This week NVIDIA provided a tutorial outlining first steps for GPU acceleration using OpenACC and CUDA. This was offered as part of the “GPUs Accelerating Research” week at Northeastern University and Boston University. After attending, it seemed appropriate to review and boil it down to the essentials. There’s no way we can cover everything, but sometimes getting started is the hardest part.
Set aside half an hour, four hours, eight hours; whatever you can spare. The steps below will get your code up and running on GPUs. The resources at the end will be necessary for those seriously digging into acceleration.

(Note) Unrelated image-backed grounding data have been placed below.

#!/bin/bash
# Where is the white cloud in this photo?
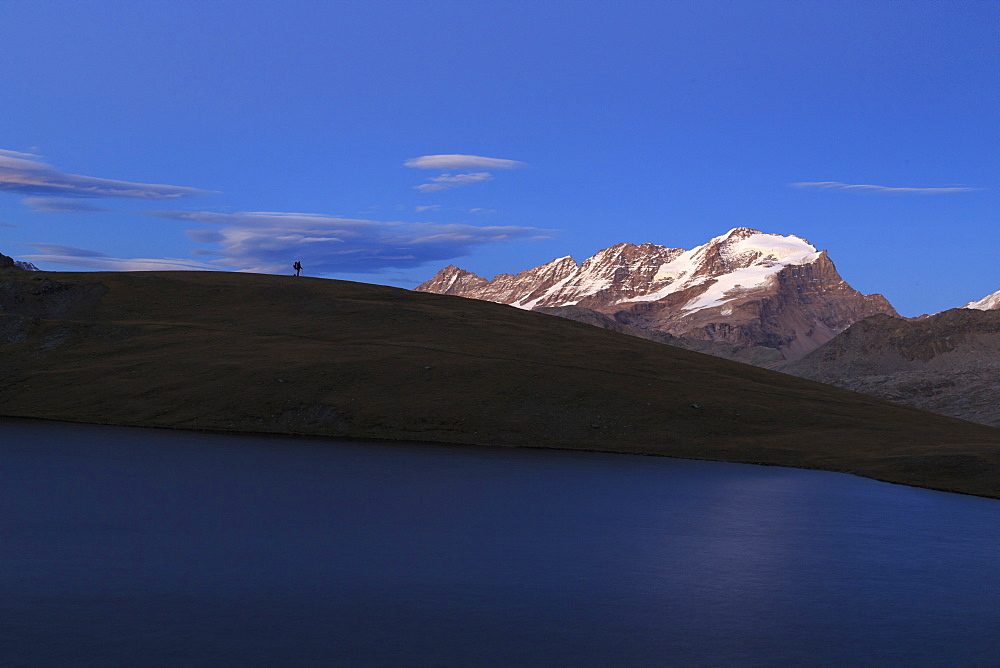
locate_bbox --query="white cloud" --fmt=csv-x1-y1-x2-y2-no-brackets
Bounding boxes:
0,149,39,160
145,209,555,274
21,243,220,271
791,181,978,194
416,205,495,214
406,155,525,193
413,172,493,193
0,148,207,199
404,154,527,170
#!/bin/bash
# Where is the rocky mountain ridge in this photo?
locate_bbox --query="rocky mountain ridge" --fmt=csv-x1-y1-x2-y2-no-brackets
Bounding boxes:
778,308,1000,427
417,228,897,358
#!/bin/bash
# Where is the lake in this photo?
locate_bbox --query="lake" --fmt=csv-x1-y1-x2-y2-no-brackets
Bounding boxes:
3,418,999,666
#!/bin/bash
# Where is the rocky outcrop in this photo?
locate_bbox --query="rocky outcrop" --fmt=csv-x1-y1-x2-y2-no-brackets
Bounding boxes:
778,308,1000,427
0,251,38,272
417,228,897,358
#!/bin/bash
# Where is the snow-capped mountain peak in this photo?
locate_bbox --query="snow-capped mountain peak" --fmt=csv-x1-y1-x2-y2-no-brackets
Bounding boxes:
633,228,821,312
964,289,1000,311
416,228,895,357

You very likely have a decent GPU in an existing laptop, workstation or server. While NVIDIA Tesla GPUs are typically best for computation, a GeForce or Quadro card will be fine for your first development attempts. You are welcome to contact us for a GPU Test Drive on Tesla once you have working code and want to see the speedups available from professional cards.

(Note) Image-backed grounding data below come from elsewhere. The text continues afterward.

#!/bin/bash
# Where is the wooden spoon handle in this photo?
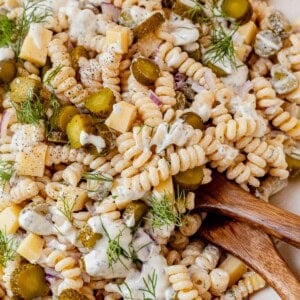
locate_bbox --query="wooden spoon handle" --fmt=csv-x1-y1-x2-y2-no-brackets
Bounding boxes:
196,172,300,248
199,215,300,300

Getting Started with GPU Acceleration
- OpenACC
For first attempts, there’s no question that OpenACC is easier than coding in CUDA. One or two comments (pragmas) added above your most intensive loop is all that’s needed. You’ll see cases where a few hours of developer time translate into 2X or 5X speedups. Even the largest labs, such as ORNL, are using OpenACC because their legacy codes show great results with much less effort than would be required for a re-write in CUDA. They’ve also discovered OpenACC sped up the CPU-only versions of the code by 50% to 100%, which was an unexpected benefit! And because OpenACC looks like comments to other compilers, you only need to maintain a single code base.For most readers, the best way to use OpenACC will be the Portland Group (PGI) Accelerator compilers * . You may start with a trial version and later purchase with academic or commercial pricing.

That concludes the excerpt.